2

I am playing around with a classification model, and I would like to know if there are any known methods to achieve what I am looking to do.

The data looks something like this:

Class id $x_1$ $x_2$ ... $x_n$
0 1
0 1
0 1
...
1 1
2 1
3 1
0 2
0 2
0 2
...
1 2
2 2
3 2
0 3
0 3
0 3
...
1 3
2 3
3 3
...

Where $\{x_1,\dots,x_n\}$ are the features and $id$ is a flag I would like to use, not a "feature".

There are four classes - $\{0,1,2,3\}$, with the 0 class representing a bit under 90% of the data. The thing is, within an ID tag, I know there to exist exactly one occurrence of class 1, class 2, and class 3, with the rest being class 0. I will know this on unclassified data too. The classes within these ID tags are thus not independent(?) in that if one observation is a 1, then no other observation can be a 1.

So my question is, is there a method I can use that allows me to incorporate my knowledge about these ID groups to force the model to assign exactly one observation to group 1, exactly one to group 2, and exactly one to group 3 within each ID flag?

Edit:

I should mention that I have tried undersampling the majority class, oversampling the minority classes, and modifying the loss function to more heavily penalise the misclassification of the minority classes. These are ideas I have seen used in fraud detection. But in the example of fraud detection, you don't know how many fraudulent transactions there are in a group, ahead of time.

My question is focused on if there is a way to incorporate my pre-existing knowledge of the count of each class (inside an id flag) into my prediction. Could I perhaps customise the loss function to heavily penalise classifying the incorrect number into each class?

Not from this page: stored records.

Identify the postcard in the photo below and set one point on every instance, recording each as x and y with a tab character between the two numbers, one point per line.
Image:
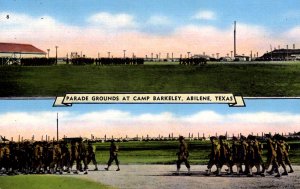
149	94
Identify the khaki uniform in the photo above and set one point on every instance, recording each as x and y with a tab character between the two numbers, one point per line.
183	155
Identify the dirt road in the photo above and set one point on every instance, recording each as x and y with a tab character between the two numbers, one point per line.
162	176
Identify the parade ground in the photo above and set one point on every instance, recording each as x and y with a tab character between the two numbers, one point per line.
162	176
260	79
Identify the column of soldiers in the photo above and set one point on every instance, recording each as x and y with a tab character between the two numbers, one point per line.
119	61
247	151
192	61
45	157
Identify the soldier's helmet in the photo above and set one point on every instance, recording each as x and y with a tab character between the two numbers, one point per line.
283	137
181	138
250	137
268	136
277	137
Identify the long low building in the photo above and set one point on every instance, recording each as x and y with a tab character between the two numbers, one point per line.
15	50
281	54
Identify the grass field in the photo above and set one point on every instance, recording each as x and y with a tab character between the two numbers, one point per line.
47	182
247	79
164	152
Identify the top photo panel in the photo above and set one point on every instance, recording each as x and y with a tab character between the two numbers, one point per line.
50	48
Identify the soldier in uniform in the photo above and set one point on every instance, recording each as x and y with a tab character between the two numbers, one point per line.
65	156
271	157
280	154
83	157
225	154
214	156
113	155
237	154
254	155
38	157
285	147
183	155
57	155
91	155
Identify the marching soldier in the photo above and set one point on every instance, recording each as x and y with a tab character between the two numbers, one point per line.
113	155
214	156
285	148
225	154
280	154
56	163
65	156
238	154
91	155
183	155
271	157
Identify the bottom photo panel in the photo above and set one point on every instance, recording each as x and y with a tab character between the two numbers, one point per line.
150	145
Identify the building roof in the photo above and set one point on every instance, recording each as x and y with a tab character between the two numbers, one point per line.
19	48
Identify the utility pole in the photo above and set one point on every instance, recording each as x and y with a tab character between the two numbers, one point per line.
56	54
124	53
234	33
57	127
48	52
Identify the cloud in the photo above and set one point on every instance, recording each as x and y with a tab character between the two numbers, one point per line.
121	123
159	20
114	32
205	15
113	21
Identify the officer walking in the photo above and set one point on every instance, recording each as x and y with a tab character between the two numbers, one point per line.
183	155
113	151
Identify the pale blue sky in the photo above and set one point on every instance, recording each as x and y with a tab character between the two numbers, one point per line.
274	14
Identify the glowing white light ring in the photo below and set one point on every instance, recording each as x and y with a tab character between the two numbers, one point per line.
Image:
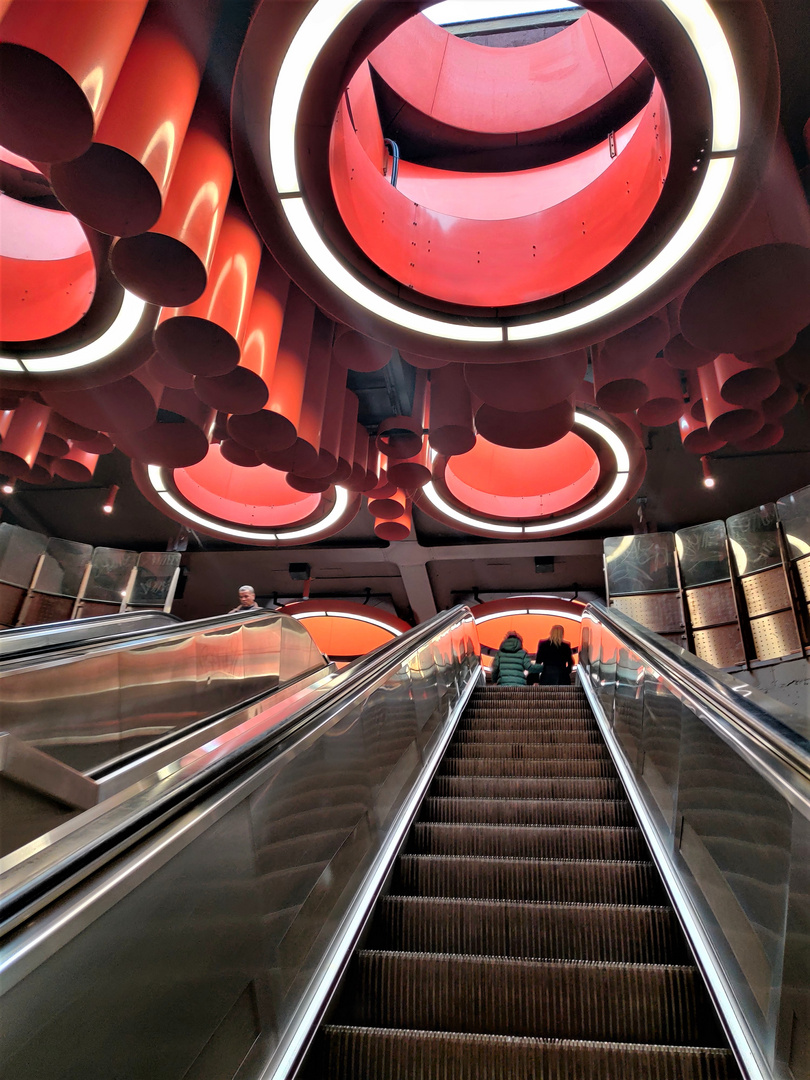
118	334
621	462
347	615
704	31
154	474
505	615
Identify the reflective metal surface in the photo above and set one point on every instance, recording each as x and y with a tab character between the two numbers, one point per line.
88	707
719	777
198	950
22	639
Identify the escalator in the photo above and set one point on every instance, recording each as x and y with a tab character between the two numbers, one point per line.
397	872
527	932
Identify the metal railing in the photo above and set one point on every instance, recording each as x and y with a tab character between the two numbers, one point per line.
194	926
719	777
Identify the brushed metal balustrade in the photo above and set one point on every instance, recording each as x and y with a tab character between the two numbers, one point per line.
721	782
200	950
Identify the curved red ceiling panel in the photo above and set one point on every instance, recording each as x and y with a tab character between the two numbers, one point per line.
490	262
476	89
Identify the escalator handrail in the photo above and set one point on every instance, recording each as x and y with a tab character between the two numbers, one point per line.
93	842
754	715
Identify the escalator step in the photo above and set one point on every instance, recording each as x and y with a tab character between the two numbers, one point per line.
523	767
528	841
494	811
527	787
559	999
362	1053
529	931
532	734
527	750
563	882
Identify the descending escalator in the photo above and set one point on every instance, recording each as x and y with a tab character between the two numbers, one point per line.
526	931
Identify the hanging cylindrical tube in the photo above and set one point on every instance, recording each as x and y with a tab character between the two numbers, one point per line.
169	265
665	402
177	444
412	473
525	387
697	437
525	431
743	383
393	530
451	429
390	507
119	185
205	337
77	464
61	59
125	405
26	429
333	420
724	419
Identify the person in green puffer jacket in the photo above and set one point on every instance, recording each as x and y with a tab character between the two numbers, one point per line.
512	661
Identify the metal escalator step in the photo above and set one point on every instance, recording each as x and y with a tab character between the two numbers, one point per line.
529	841
526	767
502	811
527	787
375	1053
561	999
530	931
526	750
534	734
574	881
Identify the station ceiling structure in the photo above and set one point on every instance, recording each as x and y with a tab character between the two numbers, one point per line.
432	298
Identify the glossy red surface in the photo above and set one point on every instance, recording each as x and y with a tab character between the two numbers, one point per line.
259	497
48	272
501	482
490	260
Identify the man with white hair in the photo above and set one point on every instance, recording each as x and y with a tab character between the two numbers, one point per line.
246	601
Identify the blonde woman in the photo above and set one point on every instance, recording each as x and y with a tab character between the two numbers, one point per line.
554	653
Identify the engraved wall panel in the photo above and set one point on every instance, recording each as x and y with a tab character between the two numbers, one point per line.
711	605
775	635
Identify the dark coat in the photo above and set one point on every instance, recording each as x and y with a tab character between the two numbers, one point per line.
511	663
556	661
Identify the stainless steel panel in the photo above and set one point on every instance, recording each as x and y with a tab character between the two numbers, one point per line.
19	551
711	605
721	646
640	564
766	592
703	554
794	512
802	567
221	919
63	568
109	574
658	611
775	635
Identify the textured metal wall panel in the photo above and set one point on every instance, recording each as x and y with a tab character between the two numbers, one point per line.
711	605
658	611
775	635
720	646
766	592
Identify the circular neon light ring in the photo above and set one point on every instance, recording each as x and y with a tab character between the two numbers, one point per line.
621	462
705	34
328	523
118	334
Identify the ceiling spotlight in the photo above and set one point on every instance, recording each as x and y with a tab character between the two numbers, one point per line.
709	480
109	501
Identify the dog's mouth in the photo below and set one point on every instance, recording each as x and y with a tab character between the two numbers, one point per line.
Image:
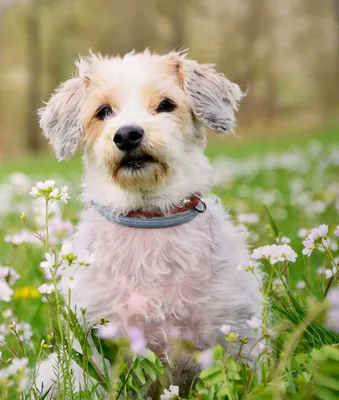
136	162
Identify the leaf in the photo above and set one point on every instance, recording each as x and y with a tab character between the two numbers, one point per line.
44	396
331	352
108	348
139	373
78	331
328	382
324	394
80	360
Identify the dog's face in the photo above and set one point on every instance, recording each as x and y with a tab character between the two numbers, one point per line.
139	118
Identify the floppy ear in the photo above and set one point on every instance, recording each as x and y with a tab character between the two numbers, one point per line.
215	99
59	119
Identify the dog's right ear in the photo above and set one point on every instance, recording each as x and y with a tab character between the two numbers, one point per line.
59	119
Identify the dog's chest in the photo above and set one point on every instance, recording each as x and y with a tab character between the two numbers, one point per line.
151	274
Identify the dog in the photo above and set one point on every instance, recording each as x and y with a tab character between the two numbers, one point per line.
166	250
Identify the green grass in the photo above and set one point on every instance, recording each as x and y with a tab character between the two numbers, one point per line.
309	369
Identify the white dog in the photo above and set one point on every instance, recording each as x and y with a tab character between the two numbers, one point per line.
165	259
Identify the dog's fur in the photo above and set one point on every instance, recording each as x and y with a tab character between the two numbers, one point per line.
182	277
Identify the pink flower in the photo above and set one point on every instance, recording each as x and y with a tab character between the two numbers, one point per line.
107	331
206	359
138	341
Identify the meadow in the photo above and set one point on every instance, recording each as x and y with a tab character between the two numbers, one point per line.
283	189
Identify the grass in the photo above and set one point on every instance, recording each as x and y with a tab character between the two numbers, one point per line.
289	181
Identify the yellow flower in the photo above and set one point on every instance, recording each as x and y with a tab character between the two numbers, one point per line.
26	292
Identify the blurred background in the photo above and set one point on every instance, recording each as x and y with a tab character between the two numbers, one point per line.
285	52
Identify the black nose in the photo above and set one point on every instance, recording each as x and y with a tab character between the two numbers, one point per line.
128	137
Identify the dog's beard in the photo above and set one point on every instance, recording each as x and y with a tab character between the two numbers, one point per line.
138	170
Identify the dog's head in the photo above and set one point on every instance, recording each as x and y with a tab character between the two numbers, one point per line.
139	117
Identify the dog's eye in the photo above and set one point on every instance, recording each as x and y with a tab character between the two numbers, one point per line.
165	106
104	112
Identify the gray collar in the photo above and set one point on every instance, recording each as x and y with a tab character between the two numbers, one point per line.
154	222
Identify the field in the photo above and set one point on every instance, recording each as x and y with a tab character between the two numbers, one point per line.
280	188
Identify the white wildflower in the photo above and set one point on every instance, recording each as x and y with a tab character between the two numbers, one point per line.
309	246
206	359
275	253
302	233
253	323
49	262
225	329
5	291
301	285
316	233
249	218
34	192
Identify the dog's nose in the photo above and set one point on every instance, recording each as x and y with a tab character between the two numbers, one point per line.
128	137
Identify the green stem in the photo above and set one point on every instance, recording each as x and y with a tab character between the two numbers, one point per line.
46	226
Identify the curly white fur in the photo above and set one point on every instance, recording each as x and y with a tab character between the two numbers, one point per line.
186	276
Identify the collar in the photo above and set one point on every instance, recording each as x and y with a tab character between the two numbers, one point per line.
191	206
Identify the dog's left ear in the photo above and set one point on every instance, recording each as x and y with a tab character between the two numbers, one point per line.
59	119
214	98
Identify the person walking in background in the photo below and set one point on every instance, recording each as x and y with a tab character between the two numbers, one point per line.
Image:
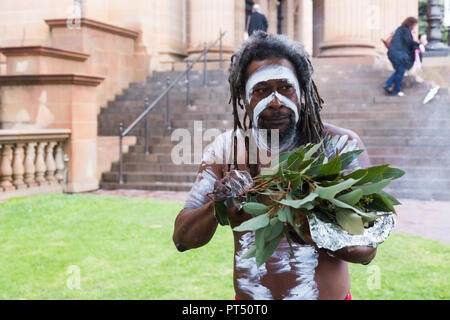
256	21
401	53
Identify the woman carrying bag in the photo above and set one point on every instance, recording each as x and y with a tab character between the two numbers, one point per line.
401	53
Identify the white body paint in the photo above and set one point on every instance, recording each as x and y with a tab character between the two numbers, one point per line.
304	263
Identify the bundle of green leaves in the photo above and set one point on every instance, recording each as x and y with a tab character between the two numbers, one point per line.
304	181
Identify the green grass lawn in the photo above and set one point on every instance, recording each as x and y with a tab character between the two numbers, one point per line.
121	248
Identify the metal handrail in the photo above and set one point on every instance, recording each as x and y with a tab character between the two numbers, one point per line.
124	132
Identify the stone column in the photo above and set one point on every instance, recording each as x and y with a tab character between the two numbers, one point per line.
205	20
346	29
305	24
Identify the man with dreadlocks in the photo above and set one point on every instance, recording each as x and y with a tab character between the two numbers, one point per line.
270	79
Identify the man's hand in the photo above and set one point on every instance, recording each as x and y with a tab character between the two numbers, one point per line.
233	185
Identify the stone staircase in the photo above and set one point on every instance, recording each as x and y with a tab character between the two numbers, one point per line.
156	171
396	130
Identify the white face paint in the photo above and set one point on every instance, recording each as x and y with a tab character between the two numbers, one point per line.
262	105
271	72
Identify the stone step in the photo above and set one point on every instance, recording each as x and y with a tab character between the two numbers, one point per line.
131	177
155	167
162	158
431	151
166	186
439	141
409	161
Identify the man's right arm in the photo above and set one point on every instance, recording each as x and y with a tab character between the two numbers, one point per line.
194	227
196	224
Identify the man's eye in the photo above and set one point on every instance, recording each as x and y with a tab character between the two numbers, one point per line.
286	88
261	90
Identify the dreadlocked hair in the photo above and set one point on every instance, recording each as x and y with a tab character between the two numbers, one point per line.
261	46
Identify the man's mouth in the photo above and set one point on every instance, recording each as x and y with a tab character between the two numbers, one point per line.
276	121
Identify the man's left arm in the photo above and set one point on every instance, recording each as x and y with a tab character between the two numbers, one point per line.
356	254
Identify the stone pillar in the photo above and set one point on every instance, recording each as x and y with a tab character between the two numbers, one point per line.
346	29
205	20
305	24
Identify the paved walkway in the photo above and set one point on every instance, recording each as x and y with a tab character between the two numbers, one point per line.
429	219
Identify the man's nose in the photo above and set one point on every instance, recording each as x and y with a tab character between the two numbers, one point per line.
275	103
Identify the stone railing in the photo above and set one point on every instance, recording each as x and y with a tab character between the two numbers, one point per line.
32	161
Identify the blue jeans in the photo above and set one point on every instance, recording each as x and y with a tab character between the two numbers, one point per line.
397	77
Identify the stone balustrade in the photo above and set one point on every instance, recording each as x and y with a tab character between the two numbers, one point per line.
32	161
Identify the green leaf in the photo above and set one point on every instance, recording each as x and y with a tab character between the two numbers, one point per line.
381	203
299	203
312	150
315	166
282	158
285	215
253	224
294	161
221	213
352	197
373	187
348	157
390	197
268	250
350	221
344	205
273	230
250	253
331	168
373	173
255	208
295	178
329	193
369	217
357	175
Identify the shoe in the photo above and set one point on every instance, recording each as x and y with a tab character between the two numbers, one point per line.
388	90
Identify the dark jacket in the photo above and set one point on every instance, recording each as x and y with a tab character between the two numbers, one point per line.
402	48
257	22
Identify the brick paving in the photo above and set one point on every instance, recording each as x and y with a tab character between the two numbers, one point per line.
429	219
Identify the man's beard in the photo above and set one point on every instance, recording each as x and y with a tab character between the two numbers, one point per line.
283	139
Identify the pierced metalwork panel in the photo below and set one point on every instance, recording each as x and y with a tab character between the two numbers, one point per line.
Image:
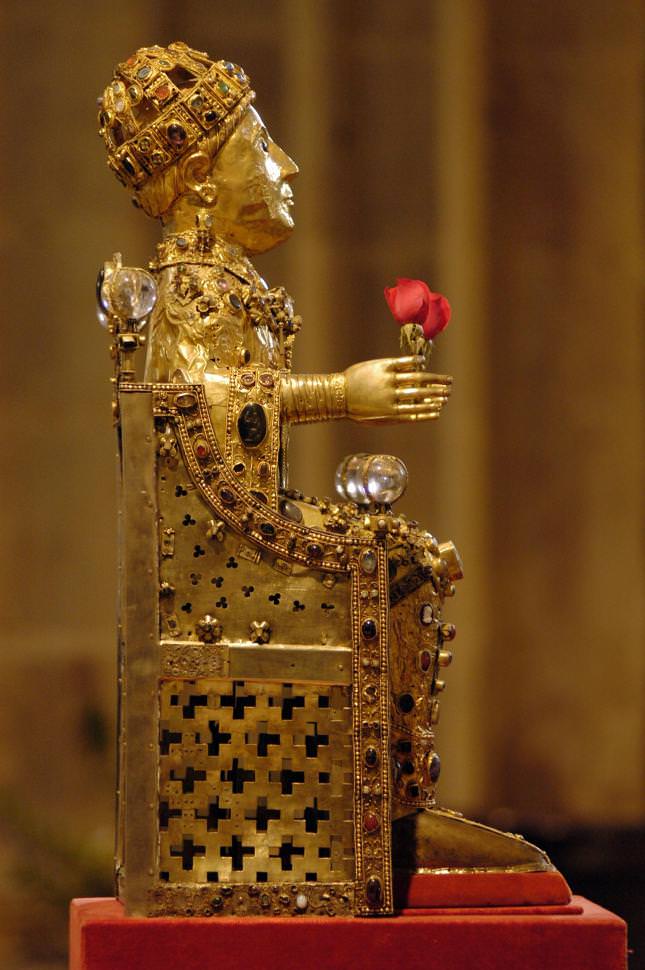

Edit (2): To provide more context, the id flag represents a game, and all observations with the same id flag are players in that game. The features are the 'stats' for each player in that particular game. After a game is played, a player is awarded 3 points if they are the best player, 2 points if the second best player, and 1 point if they are the third best player. All other players are awarded 0 points. This is the definition of a class.

Edit (3): The classes are some sort of transformation of outcomes in the game. For example in a soccer match, if a player kicks more goals and touches the ball more times than a second player, the first player has most likely played better and will most likely be ranked higher. Also, I don't need to predict those game outcomes, they are known at the time of ranking, which occurs after the game has been played. I would like to predict what the ranking will be, given the outcomes from the game.

TNoms
  • 75
  • I'm not 100% that a standard supervised learning method is the right approach (what's the definition of a class? For most real-world applications, couldn't you check each example individually?). So if there's further problem assumptions you have, it would be helpful to hear them. – chang_trenton Aug 30 '23 at 00:48
  • Circling back to class definition -- maybe this is an outlier detection problem, and you can pick the "top 3 most outlier-ish" (as defined by the method) points and enumerate all $3! = 6$ sets of predictions. If we are given no assumptions, then maybe your "heavily penalize classifying the incorrect number" idea would work as an optimization constraint/regularization term, but I'm not sure a priori. – chang_trenton Aug 30 '23 at 00:49
  • I have edited my question to hopefully provide more context and information about the classes. The outlier detection idea sounds interesting. Do you think there would be merit in a model to detect the top three outliers as you suggest, and then feed in those outliers to another model that was trained on only classes 1, 2, and 3? – TNoms Aug 30 '23 at 02:05
  • 2
    The answer to any "would there be merit/does X work" question is usually "depends on your problem," unfortunately -- but details can help! The new context is extremely helpful, and makes me think this is a learning-to-rank problem -- I don't have the bandwidth to put together a full answer now but hopefully, this gives you a starting point to google. – chang_trenton Aug 30 '23 at 02:10
  • 1
    Is the class (0, 1, 2, 3) a transformation of some specific outcome in the game (an outcome which you observed)? For example, if players are actively eliminating each other in the game, then no: the class is just the order of elimination (ignoring those outside the top 3). But if players are collecting rewards, then the answer is yes: the class is the rank of rewards. I'm asking b/c if the answer is yes, then the baseline to beat is to predict rewards (assuming they're independent, even if they're not) and then rank based on those predictions. – chicxulub Aug 30 '23 at 04:18
  • 1
    I have edited the question to clarify. – TNoms Aug 30 '23 at 04:31
  • After some quick research, following @chang_trenton's comment about learning to rank, it seems like the ListMLE objective is applicable. It's part of a larger class of ranking approaches called the listwise ranking approach. – chicxulub Aug 30 '23 at 07:25

1 Answers1

-2

Firstly, you have to acknowledge that your dataset is heavily imbalanced (class sizes are disproportionate).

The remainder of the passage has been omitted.